Aditi Tandon
New Delhi, January 3
The ruling BJP has entered the poll mode, drawing up an elaborate plan for the upcoming Assembly and the 2024 Lok Sabha elections, with the party’s national executive set to meet here on January 16 and 17.
Shah too got extension ahead of 2019 poll
Nadda is expected to get another tenure as BJP president, with his three-year term ending this month. He was elected unopposed as party chief on January 21, 2020, and took over from Amit Shah, who previously got a similar extension as party president to helm the affairs ahead of the 2019 Lok Sabha elections.
The 83-member national executive,which has 55 special invitees and 179 permanent invitees, is a forum for the BJP to take major organisational decisions and chart the future course of action.
Extension of tenure to sitting BJP president JP Nadda remains the top agenda along with deliberations on the strategy for nine state elections in 2023 and General Election to the 18th Lok Sabha in 2024.
Nadda is expected to get another tenure as BJP president, with his three-year term ending this month. He was elected unopposed as party chief on January 21, 2020, and took over from Amit Shah, who previously got a similar extension as party president to helm the affairs ahead of the 2019 Lok Sabha elections.
Prime Minister Narendra Modi’s praise for Nadda at the parliamentary party meeting in December was signal enough that the veteran’s path for extension was clear.
With PM as principal campaigner and Nadda as party chief, the BJP clinched historic mandates in Uttar Pradesh, Uttarakhand, Goa and Manipur by repeating its governments in all these states and bagged a record 156 seats out of 182 in Gujarat, ending 2022 on a high note. It lost Himachal to the Congress, while AAP went to Punjab.
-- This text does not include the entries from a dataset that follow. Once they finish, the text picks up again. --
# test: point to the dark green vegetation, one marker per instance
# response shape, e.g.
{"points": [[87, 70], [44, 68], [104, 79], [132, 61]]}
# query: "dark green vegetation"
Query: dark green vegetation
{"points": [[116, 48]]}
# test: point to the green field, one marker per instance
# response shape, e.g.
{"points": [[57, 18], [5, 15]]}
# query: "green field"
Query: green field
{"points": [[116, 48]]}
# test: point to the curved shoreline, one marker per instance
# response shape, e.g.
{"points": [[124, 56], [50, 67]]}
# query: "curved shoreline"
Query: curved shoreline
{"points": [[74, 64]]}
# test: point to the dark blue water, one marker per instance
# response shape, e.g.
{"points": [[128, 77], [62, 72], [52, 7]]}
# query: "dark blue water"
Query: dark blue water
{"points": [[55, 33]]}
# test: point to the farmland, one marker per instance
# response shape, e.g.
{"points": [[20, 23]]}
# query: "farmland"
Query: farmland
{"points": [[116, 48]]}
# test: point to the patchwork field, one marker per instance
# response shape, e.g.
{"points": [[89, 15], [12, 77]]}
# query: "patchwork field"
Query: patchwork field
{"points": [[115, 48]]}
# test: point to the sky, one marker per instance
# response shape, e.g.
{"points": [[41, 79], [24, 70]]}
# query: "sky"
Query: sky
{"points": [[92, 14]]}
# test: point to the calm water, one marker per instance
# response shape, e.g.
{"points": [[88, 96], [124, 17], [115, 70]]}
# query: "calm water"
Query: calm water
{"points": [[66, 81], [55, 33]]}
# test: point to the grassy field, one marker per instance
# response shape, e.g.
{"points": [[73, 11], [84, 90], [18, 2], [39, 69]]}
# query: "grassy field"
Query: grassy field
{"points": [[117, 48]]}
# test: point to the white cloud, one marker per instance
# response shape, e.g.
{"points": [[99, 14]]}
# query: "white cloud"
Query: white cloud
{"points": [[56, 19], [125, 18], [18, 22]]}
The national executive would strategise for the 2023 polls in Meghalaya, Tripura, Nagaland, Mizoram, Karnataka, Telangana, Rajasthan, Chhattisgarh and Madhya Pradesh.
Performance of the BJP in the 2023 cycle would have a direct bearing on whether PM Modi becomes the second Indian PM to win a third straight term while in office, the first being late Jawahar Lal Nehru who led the Congress to victory in the first three Lok Sabha elections.
The party is likely to defer its organisational elections due in January until after 2024, by when the BJP would hope to fulfil implementation of the Uniform Civil Code (UCC), the last of its three core pledges.
With the BJP choosing the state Assembly route to push the UCC, victory in states is key to the fulfilment of this promise.